Lotto per mille: alcuni dati statistici


Anche se la percentuale delle scelte è ormai costante in questi primi  dieci anni di perverso nuovo meccanismo di finanziamento della chiesa cattolica da parte dello stato (circa l'ottanta per cento) le somme a disposizione della chiesa cattolica aumentano a dismisura.

Innanzi tutto la percentuale dell'ottanta per cento è calcolata sulle scelte espresse, non sul totale (la percentuale di "astensione" o di scelte "irregolari" si aggira intorno al 30% del totale) altrimenti la
percentuale scenderebbe a poco più del sessanta per cento. Questa percentuale è però indicativa per la ripartizione dell'otto per mille, infatti a differenza di alcune confessioni religiose che ricevono
esattamente in percentuale delle scelte espresse a loro favore, la chiesa cattolica si appropriano delle imposte anche di coloro che non hanno "votato", che hanno sbagliato o che hanno annullato la sacra
scheda elettoralreddituale.

Le somme a disposizione della chiesa cattolica sono passate da 406 miliardi del 1990 ai 1.229 miliardi del 2000 (passando per quattro annate d'oro da oltre 1.400 miliardi, anni in cui la chiesa ha
incassato i conguagli degli anni precedenti).

Scorrendo i resoconti pubblicati dalla CEI (che continuano ad essere oltremodo oscuri) notiamo alcune variazione nelle "politiche di bilancio": la tanto pubblicizzata azione caritativa per il Terzo Mondo passa dai 30 miliardi del 1990 (7,4% del complessivo) ai 125 miliardi del 1999 (cioè l'8,5%) (non entriamo nella qualità degli interventi, per esempio tra gli interventi in campo dell'educazione c'è la creazione di una "università cattolica" in Africa.). Di ben altra portata sono gli incrementi di altre voci: la costruzione di nuove chiese passa da 30 miliardi (7,4%) a 148 miliardi (10,7%);
le "esigenze di culto" passano da 108 miliardi (26,6%) a 941 miliardi (64,7%).

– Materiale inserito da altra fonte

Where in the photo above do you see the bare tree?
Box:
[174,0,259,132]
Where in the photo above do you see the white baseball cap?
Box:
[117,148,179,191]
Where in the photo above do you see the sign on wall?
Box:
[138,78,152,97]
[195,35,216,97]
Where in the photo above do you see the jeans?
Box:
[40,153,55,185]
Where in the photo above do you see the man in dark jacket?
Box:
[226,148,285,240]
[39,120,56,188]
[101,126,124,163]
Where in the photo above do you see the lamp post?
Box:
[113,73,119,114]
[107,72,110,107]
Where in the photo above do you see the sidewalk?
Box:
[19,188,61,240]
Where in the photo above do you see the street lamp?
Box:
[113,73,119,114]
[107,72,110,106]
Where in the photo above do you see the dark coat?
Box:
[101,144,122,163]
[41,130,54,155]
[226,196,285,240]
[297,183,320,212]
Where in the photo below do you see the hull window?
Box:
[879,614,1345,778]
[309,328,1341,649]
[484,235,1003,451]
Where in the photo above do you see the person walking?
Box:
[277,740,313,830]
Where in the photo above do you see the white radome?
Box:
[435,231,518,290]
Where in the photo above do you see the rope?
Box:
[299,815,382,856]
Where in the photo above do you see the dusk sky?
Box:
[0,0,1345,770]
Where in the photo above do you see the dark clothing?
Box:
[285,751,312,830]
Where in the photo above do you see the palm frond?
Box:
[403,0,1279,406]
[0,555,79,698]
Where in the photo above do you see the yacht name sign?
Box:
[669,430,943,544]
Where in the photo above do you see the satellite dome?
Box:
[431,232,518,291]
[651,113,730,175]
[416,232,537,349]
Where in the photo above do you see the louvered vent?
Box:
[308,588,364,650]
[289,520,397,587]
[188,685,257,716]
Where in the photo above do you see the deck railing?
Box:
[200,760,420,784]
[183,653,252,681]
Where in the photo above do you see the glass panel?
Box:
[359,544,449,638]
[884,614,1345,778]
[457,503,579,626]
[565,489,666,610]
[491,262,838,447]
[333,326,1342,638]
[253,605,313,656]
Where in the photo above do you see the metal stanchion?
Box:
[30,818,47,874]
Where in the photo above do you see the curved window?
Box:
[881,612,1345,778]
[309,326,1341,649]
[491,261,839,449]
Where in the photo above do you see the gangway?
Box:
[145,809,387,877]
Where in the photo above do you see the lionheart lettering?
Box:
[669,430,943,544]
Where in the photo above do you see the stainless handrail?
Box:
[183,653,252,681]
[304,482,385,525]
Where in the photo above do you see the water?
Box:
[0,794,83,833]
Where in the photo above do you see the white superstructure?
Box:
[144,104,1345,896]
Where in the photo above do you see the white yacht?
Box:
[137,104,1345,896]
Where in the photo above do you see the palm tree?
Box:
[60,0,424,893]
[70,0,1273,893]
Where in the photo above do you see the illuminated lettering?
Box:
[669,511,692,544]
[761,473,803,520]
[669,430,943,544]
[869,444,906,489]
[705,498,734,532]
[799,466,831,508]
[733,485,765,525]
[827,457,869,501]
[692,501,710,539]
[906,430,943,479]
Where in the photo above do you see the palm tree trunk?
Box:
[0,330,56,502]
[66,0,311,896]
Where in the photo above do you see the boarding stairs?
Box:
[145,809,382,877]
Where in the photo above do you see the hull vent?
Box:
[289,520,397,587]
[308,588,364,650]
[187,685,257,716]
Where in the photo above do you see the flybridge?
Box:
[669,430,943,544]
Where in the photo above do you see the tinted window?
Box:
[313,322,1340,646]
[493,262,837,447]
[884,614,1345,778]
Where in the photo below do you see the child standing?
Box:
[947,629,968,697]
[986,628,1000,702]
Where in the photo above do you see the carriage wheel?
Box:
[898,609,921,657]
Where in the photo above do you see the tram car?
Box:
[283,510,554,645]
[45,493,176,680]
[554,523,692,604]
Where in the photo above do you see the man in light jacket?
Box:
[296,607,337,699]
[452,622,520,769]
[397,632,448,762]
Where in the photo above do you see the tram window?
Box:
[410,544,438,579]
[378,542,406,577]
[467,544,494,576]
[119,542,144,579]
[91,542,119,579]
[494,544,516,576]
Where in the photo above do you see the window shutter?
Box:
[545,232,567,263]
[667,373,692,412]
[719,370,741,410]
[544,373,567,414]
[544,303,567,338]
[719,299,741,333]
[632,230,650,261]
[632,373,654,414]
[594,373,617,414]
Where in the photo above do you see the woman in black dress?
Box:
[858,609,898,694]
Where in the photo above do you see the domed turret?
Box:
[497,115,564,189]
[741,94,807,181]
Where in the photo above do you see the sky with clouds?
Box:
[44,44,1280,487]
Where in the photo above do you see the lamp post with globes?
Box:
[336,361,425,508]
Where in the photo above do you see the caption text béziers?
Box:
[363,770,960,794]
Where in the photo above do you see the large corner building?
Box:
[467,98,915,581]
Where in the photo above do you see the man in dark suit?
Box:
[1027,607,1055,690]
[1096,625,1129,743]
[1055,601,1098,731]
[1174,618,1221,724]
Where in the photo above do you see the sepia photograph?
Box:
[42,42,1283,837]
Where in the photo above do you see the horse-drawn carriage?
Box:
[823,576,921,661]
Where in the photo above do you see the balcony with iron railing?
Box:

Tra le curiosità rilevate: una nuova voce viene evidenziata a partire dal 1998 con 5 miliardi (nel 1999 si passa ad 8 miliardi) cioè i "Tribunali Ecclesiastici Regionali" (19). Nell'ambito della "pastorale matrimoniale e familiare" la chiesa ha deciso di rimuovere "l'ostacolo" del costo processuale per la dichiarazione di nullità matrimoniale (ritenuta talmente onerosa che rischiava
di. "scoraggiare qualche fedele dall'intraprendere un processo canonico di nullità matrimoniale."). Ora la chiesa fa concorrenza ai tribunali dello stato: per richiedere un procedimento di nullità, con due gradi di giudizio la parte "attrice" spende solo 700.000 lire, mentre chi è chiamato in "giudizio" contribuisce con 350.000 lire.

LA RETE: la chiesa cattolica ha creato una struttura capillare per incentivare il gioco del lotto per mille (si parte con i famosi spot radio e televisivi, fino ad arrivare al marketing spicciolo dei gadget: belli i tappetini per i mouse distribuiti a tappeto in tutti i Centri di Assistenza Fiscale). Nelle 224 diocesi italiane (divise in 16 regioni ecclesiastiche) ben 103 hanno costituiti gruppi di lavoro o referenti territoriali. I componenti di questa struttura, in gran parte laici, sono 2.660 (2.268 uomini e 392 donne); la regione con il maggior numero di "rappresentanti del lotto" è il Lazio con 393 persone addette. Un piccolo esercito di testimoni e cultori della "evangelizzazione del reddito".